遠ざかる背中に、言葉にならぬ罪悪感が胸を覆って行く。

「俺……」

続く台詞を、仁志は持っていなかった。

今更何を言おうか。

間違いなく、自分は綾瀬を傷つけた。

勝手に抱えた後ろめたさで彼から逃げて、勝手な気詰まりの思いから壁を作り、勝手な怯えから傷つけた。

何様のつもりだ。

加害者が更に被害者を傷つけるなど、赦されるはずがない。

分かっているのに。

頭ではこんなにも分かっているのに。

大切にしたい。

誰にも傷をつけさせず、自分の手で護りたい。

綾瀬に害なすすべてのものから、彼を護りたい。

七夕祭りで口にした誓いには、一片の偽りもなかった。

なのに。

どうして彼を傷つけるのは、いつも自分なのだろう。

「アッキー」

悲壮とも呼べる翳りを見せた仁志に、残った先輩から声がかかる。

綾瀬が消えた方向から、半ば無理やり視線を剥がせば、大きな瞳が待ち構えていた。

「この大変な時期に、内部の結束が揺らいでしまうのは問題だよ、アッキー。

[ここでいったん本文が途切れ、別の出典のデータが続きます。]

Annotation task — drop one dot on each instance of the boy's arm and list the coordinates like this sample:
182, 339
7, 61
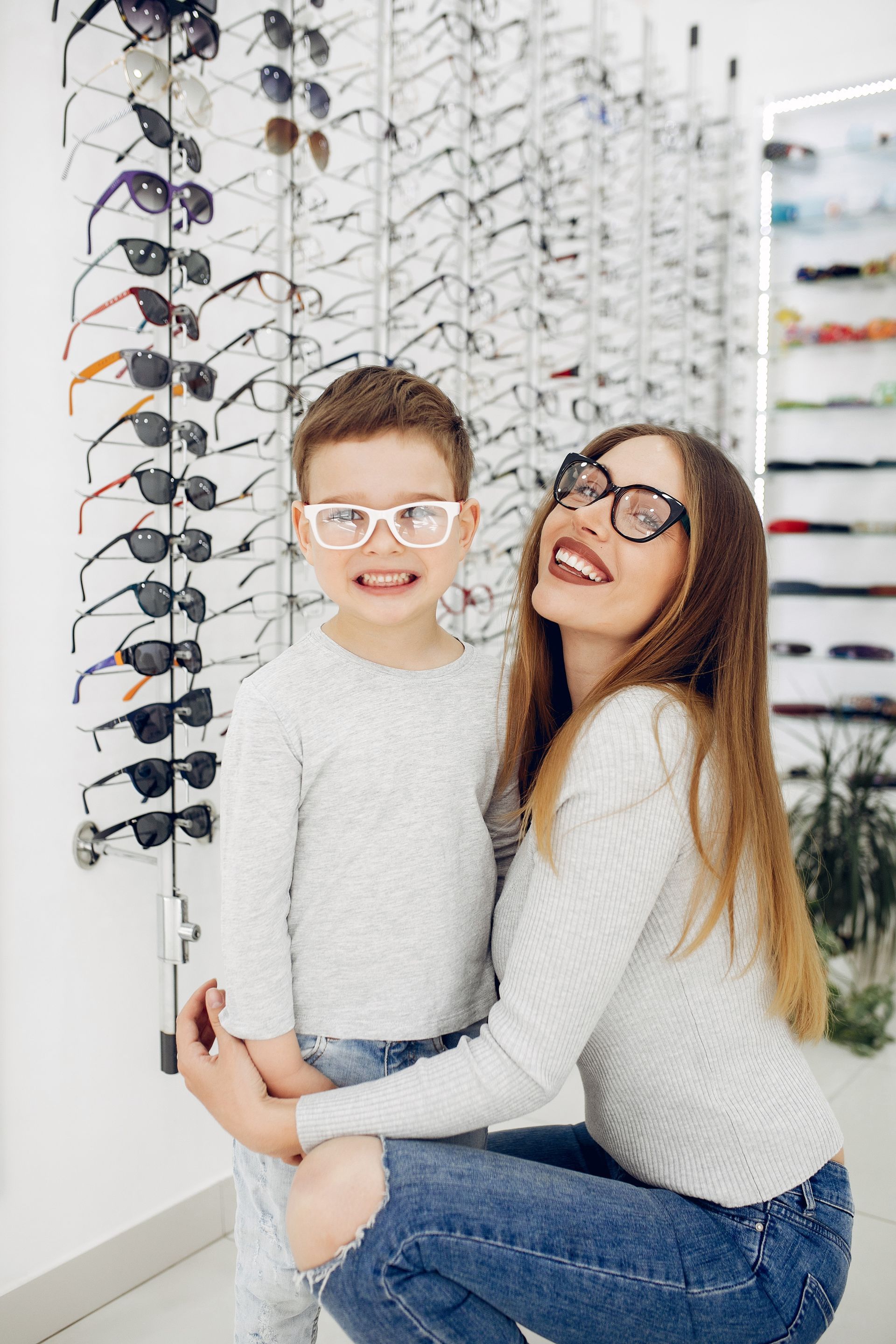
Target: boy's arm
281, 1065
503, 820
260, 793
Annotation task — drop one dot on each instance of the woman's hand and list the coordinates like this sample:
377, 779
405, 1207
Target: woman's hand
227, 1084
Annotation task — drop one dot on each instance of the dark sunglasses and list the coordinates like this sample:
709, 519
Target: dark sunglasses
152, 19
154, 723
149, 658
152, 546
155, 308
155, 828
281, 34
640, 512
156, 431
160, 133
149, 370
154, 599
279, 86
155, 196
160, 487
154, 777
152, 259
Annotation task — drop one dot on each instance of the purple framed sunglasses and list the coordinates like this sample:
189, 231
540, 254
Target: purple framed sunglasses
155, 196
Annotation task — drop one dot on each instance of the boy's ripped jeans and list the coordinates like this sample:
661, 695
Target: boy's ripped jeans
271, 1305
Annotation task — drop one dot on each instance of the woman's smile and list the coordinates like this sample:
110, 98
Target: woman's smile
574, 562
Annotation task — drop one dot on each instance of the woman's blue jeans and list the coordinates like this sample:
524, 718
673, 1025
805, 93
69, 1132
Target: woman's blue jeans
547, 1230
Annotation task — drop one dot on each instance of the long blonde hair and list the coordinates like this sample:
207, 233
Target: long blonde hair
708, 647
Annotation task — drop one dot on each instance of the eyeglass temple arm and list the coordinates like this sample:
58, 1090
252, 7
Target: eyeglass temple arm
98, 784
113, 660
91, 371
101, 257
111, 191
88, 17
96, 495
94, 312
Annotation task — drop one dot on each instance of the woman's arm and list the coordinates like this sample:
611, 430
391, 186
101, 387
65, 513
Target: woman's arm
618, 833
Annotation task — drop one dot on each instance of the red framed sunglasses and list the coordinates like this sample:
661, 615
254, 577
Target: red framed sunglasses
155, 309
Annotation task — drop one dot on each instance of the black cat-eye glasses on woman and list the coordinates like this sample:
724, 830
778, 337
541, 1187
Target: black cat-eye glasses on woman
640, 512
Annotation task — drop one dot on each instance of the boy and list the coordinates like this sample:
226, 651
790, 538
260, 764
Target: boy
362, 838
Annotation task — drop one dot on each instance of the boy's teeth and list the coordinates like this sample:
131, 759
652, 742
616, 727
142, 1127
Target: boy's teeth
386, 580
578, 562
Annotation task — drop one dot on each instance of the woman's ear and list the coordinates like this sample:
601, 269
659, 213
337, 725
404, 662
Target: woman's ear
468, 522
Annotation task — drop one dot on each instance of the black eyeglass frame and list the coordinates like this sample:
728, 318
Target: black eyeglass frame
679, 514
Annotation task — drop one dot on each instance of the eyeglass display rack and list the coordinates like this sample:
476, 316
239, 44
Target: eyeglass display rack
469, 194
826, 408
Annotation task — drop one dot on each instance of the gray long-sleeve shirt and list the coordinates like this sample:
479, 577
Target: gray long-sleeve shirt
690, 1082
360, 846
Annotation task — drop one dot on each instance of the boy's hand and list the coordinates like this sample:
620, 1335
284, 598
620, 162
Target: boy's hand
227, 1084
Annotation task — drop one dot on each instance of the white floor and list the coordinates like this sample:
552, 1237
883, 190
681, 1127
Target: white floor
193, 1303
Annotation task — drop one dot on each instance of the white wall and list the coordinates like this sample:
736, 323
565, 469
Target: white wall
93, 1137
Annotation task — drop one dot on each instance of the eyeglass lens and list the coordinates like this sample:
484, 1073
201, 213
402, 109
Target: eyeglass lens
638, 512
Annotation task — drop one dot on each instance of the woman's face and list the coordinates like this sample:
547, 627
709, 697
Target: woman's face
632, 580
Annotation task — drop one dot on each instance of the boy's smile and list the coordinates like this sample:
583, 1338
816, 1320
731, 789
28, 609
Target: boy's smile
383, 584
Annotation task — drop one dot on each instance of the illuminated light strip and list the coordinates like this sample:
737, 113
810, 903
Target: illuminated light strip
819, 100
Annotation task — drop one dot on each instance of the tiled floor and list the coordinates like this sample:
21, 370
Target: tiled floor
193, 1303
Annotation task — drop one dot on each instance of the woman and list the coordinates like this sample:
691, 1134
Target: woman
653, 931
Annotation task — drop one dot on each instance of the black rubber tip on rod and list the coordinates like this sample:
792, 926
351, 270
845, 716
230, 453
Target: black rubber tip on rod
168, 1051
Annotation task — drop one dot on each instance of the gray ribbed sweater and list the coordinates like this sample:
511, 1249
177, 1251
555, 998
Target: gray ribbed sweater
688, 1082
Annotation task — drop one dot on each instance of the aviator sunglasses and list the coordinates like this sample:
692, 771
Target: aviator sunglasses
640, 512
154, 777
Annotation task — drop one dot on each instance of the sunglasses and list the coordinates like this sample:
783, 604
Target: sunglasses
155, 196
159, 487
155, 309
155, 828
282, 135
151, 546
152, 259
152, 19
154, 777
149, 658
154, 599
154, 723
277, 85
156, 431
149, 370
343, 527
640, 512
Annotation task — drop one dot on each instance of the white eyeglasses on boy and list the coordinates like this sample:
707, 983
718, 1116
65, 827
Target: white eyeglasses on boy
343, 527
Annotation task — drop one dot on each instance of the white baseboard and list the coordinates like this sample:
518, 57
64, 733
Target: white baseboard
63, 1295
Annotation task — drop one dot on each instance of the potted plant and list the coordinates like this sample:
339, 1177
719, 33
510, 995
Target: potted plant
844, 833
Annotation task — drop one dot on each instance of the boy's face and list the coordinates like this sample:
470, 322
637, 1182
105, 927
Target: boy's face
383, 581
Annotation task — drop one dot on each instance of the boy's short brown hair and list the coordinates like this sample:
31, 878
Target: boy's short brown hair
372, 401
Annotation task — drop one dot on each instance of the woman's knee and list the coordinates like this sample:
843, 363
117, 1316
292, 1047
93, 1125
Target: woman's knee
336, 1193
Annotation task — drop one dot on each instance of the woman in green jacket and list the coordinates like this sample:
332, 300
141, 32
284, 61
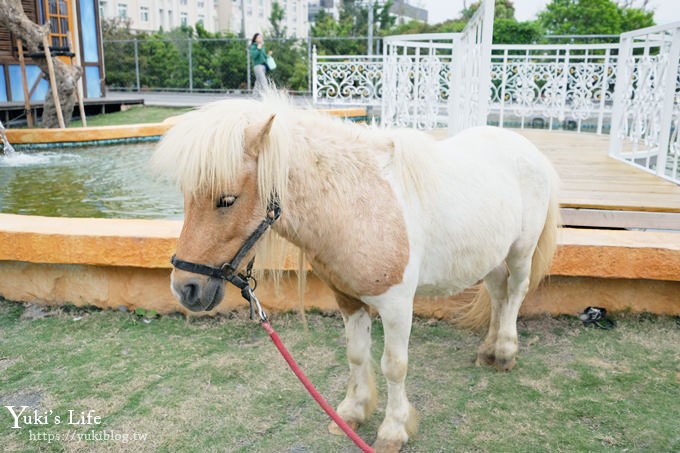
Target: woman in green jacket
258, 56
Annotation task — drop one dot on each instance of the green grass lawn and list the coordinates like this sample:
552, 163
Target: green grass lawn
218, 384
134, 115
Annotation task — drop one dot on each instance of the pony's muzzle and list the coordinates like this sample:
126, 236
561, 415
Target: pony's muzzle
198, 295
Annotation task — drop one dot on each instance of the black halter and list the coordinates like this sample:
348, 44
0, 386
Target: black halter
229, 270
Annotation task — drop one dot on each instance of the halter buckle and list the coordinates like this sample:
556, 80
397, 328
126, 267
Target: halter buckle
254, 302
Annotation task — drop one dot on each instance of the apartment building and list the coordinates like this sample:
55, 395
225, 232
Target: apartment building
215, 15
257, 13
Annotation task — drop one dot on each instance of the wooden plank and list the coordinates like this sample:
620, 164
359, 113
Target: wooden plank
603, 218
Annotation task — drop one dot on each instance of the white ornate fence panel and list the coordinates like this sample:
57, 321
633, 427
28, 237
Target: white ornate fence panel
554, 86
345, 79
646, 114
416, 79
469, 97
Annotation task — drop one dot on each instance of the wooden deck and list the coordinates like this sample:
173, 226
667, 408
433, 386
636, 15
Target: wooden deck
600, 191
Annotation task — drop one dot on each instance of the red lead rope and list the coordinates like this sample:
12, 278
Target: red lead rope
312, 391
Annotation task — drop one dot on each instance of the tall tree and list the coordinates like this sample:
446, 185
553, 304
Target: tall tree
13, 18
583, 17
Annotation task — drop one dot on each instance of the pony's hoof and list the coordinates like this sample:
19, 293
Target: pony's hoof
505, 364
484, 359
334, 429
387, 446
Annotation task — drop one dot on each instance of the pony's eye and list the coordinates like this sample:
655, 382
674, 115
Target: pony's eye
226, 201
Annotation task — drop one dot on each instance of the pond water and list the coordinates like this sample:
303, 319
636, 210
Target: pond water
99, 181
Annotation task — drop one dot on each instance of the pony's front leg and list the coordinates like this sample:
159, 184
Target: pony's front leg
401, 419
496, 285
361, 398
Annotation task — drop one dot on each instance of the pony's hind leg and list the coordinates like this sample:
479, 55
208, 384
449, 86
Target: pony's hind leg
496, 284
361, 398
519, 267
401, 419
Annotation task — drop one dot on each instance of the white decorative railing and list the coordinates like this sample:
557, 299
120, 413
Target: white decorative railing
567, 86
416, 79
630, 89
646, 114
347, 79
468, 103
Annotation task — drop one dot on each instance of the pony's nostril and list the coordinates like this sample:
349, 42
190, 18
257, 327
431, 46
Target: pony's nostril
190, 292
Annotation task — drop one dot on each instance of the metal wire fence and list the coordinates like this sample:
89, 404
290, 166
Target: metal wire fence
152, 63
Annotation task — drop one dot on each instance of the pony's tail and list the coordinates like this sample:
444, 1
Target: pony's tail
476, 314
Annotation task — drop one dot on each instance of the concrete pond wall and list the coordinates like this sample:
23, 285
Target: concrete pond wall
110, 263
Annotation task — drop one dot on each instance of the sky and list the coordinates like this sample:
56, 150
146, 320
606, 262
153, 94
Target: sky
665, 11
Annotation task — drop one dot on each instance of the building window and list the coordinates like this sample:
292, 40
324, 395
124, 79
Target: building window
58, 16
144, 14
122, 10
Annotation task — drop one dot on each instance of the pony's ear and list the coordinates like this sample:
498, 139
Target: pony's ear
257, 134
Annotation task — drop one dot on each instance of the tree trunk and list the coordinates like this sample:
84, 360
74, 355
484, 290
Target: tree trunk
13, 18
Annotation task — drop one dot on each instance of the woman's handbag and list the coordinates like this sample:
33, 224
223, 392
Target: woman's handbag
271, 64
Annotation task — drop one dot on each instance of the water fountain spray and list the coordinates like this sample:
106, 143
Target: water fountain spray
7, 148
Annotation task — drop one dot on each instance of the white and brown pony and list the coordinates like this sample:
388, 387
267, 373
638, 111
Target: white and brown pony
381, 215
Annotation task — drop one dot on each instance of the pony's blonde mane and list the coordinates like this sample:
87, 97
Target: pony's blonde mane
204, 151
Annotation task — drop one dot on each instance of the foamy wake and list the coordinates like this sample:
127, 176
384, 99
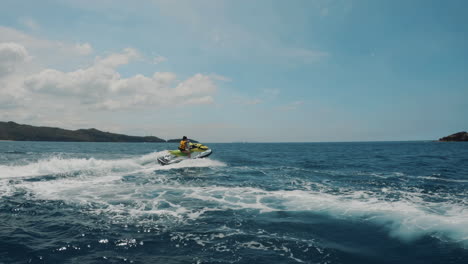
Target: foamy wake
104, 190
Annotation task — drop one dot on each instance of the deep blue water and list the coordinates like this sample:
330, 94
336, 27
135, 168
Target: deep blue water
372, 202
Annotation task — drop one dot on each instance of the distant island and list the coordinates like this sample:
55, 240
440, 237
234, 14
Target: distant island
17, 132
460, 136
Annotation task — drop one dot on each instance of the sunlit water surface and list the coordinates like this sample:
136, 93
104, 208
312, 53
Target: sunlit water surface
373, 202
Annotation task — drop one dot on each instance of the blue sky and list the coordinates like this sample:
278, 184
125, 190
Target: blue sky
224, 71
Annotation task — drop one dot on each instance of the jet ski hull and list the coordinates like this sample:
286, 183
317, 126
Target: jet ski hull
173, 158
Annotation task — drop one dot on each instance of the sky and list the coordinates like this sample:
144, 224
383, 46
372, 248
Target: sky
238, 70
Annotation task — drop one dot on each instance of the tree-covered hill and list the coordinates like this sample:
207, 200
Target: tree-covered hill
13, 131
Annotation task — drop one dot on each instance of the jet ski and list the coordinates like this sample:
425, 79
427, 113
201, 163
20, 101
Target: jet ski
197, 151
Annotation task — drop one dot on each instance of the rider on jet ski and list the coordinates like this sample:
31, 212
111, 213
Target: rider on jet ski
184, 146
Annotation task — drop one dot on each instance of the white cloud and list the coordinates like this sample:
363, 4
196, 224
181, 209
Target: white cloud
29, 23
102, 87
84, 48
291, 106
159, 59
11, 55
47, 52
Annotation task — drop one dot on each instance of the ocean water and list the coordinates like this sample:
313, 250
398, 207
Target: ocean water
372, 202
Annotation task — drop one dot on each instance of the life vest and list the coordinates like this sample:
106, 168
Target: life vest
183, 144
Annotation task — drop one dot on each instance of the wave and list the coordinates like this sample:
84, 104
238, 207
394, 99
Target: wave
102, 189
407, 219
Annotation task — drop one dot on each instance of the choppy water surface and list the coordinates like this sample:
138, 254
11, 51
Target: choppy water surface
387, 202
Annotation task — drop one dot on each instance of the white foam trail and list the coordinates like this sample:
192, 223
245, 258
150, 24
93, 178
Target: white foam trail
407, 218
193, 163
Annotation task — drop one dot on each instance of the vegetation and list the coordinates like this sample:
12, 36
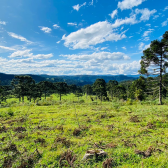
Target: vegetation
42, 134
101, 125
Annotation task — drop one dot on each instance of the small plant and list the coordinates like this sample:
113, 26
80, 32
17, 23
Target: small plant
10, 112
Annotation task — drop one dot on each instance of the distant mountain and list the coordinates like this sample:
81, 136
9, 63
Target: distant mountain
79, 80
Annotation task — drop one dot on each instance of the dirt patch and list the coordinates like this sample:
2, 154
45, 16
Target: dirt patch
64, 141
101, 146
20, 129
31, 160
67, 156
128, 143
146, 153
11, 147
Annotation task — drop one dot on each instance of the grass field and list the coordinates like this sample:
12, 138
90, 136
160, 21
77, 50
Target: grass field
38, 135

逃げたらダメ」

その眼は語る内容とは異なり、決してこちらを責めてはいなかった。

教え諭すように、柔らかく包み込むように。

すべてを見通すかの如く、澄んだ色合いは驚くほどに深い。

仁志の抱く焦燥、絶望、苛立ち、困惑。

そして一番大切な感情までも、彼は見抜いているのだろう。

たった一つの年の差が、果てしなく大きな違いなのだと実感させられるのは、こんなとき。

これ以上、綾瀬を傷つけたくない。

歌音や穂積に迷惑をかけたくない。

心に生じる思いはどれも真実なのに。

今の仁志は、自分の取るべき道が見えていても、進むための方法を知らなかった。